New developments in atopic dermatitis (2023)


Christopher B Yelverton

Steven R Feldman

Alan B Fleischer, Jr
Department of Dermatology
Wake Forest University School of Medicine
Winston-Salem, NC

(Video) New Developments in the Treatment of Atopic Dermatitis

Atopic dermatitis (AD), also known as atopic eczema, is a common disorder characterised by intense pruritus (itching), xerosis (dryness) and lichenification (thickening) of the skin. The condition generally begins in the first year of life with a patchy rash in flexural areas and often progresses to other areas of the body. Epidemiological studies have indicated that AD affects 12–18% of children. Incidence is highest in industrialised nations for reasons that are unclear. Although AD may resolve spontaneously, often near puberty, adult AD is increasing in prevalence.

Clinical features
Patients with AD often have a family or personal history of atopic diseases, such as asthma and seasonal allergies, in addition to AD. This points to a heritable nature for AD, although the exact genetic contribution is still being studied. The diagnosis of AD is clinical, and laboratory workup is typically not necessary. In some cases a scraping is obtained to rule out fungal infection, and skin biopsy may be performed to confirm an unusual case.

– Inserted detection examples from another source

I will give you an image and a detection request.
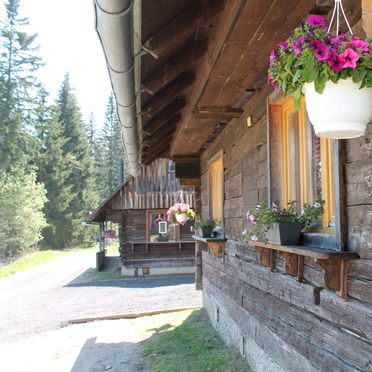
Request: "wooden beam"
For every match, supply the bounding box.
[142,42,207,96]
[193,107,243,119]
[143,73,195,118]
[173,157,200,178]
[143,98,186,136]
[143,143,170,164]
[143,118,181,147]
[142,132,174,156]
[142,6,198,59]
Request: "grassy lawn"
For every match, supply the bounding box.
[0,247,97,279]
[142,310,249,372]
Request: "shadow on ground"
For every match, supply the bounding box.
[141,309,250,372]
[64,269,195,288]
[71,337,147,372]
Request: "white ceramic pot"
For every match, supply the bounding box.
[303,78,372,139]
[176,213,187,222]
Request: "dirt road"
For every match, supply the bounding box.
[0,253,202,344]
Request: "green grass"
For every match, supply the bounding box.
[142,310,249,372]
[0,247,97,279]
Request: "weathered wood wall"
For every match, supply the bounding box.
[201,2,372,371]
[120,209,195,264]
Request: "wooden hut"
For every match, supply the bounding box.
[89,159,195,276]
[96,0,372,372]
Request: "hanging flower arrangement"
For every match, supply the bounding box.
[167,203,195,225]
[268,13,372,138]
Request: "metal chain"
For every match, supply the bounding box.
[327,0,353,35]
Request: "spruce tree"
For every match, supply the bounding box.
[52,74,98,245]
[101,95,128,197]
[0,0,41,169]
[38,111,73,248]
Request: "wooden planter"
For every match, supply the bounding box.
[265,222,303,245]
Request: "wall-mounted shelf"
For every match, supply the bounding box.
[250,241,359,298]
[192,235,227,257]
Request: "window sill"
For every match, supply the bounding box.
[250,241,358,299]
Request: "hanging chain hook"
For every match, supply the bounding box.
[327,0,353,35]
[178,190,185,204]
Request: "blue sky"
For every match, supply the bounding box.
[0,0,111,126]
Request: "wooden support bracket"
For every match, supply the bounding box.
[251,241,358,299]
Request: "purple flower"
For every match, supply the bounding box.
[310,39,330,61]
[267,74,279,89]
[306,15,328,28]
[270,49,278,67]
[328,50,344,72]
[340,48,359,68]
[346,40,369,52]
[278,41,288,48]
[292,36,306,56]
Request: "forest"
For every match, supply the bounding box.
[0,0,126,264]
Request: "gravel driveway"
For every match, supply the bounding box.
[0,253,202,343]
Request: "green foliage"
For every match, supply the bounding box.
[0,166,46,262]
[93,95,129,200]
[194,219,219,229]
[0,247,96,279]
[0,0,41,169]
[142,310,250,372]
[242,200,324,241]
[268,15,372,109]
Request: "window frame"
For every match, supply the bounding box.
[146,209,179,242]
[273,97,336,233]
[208,149,225,224]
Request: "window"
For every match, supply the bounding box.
[276,98,335,230]
[208,150,224,222]
[147,210,175,242]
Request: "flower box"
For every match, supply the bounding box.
[265,222,303,245]
[303,78,372,139]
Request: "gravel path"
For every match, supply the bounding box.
[0,253,202,343]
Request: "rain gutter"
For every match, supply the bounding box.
[94,0,141,176]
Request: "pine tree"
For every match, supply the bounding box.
[101,95,128,197]
[56,74,98,245]
[38,111,73,248]
[0,0,41,168]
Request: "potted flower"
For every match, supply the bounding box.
[242,200,324,245]
[268,15,372,139]
[167,203,195,225]
[194,220,217,238]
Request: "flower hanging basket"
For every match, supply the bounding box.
[268,9,372,139]
[303,78,372,139]
[176,213,187,223]
[167,203,195,225]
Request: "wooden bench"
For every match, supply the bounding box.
[128,240,195,254]
[250,241,359,298]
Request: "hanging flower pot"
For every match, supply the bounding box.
[167,203,195,225]
[303,78,372,139]
[176,213,187,223]
[268,12,372,139]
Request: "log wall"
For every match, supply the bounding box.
[201,6,372,371]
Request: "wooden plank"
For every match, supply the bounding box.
[193,107,243,120]
[250,241,358,260]
[143,113,181,147]
[143,73,195,118]
[142,7,199,59]
[143,97,186,136]
[142,42,207,96]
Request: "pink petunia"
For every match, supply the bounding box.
[278,41,288,48]
[346,40,369,52]
[328,51,344,72]
[270,49,278,67]
[340,48,359,68]
[310,39,330,61]
[306,15,328,27]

Histologically, the hallmark of AD is spongiosis (oedema) in the stratum corneum, which is most prominent in the acute phase of the disease. Later, the condition progresses to show acanthosis and lymphocytic infiltrate.(1) Patients may show increased eosinophils in tissue and/or blood. Serum immunoglobulin E (IgE) levels are elevated in a majority of atopic patients, but this finding is not pathognomonic for AD.(2,3)

There are a number of theories regarding the development of AD. A complex interplay of genetic, environmental and physical factors is most likely responsible for the condition.(4) The primary event is thought to involve the immune activity of T-helper-2 (Th2) cells, resulting in an overproduction of cytokines (interleukin-4 [IL-4] and others) and IgE that predispose to atopy.(5) Eventually, Th1 activity is also suppressed. Environmental triggers such as dust mite antigens in the home appear to be important modulators of the immune response and may play a role in the development of AD.(6) Studies have shown that patients with AD are frequently colonised with Staphylococcus aureus, but the exact significance of this colonisation is unclear.(7,8) Additionally, individuals with AD are thought to have abnormalities in the stratum corneum, leading to increased water loss and xerosis. The “itch–scratch–itch” cycle of the disease perpetuates the problem, due to further mechanical disruption of the epithelial barrier.(1)

A variety of topical and systemic treatments are available for AD. The goals of treatment are to restore moisture, control itch and modulate the inflammatory response. Several excellent reviews have examined the published evidence supporting various AD therapies.(6,8,9)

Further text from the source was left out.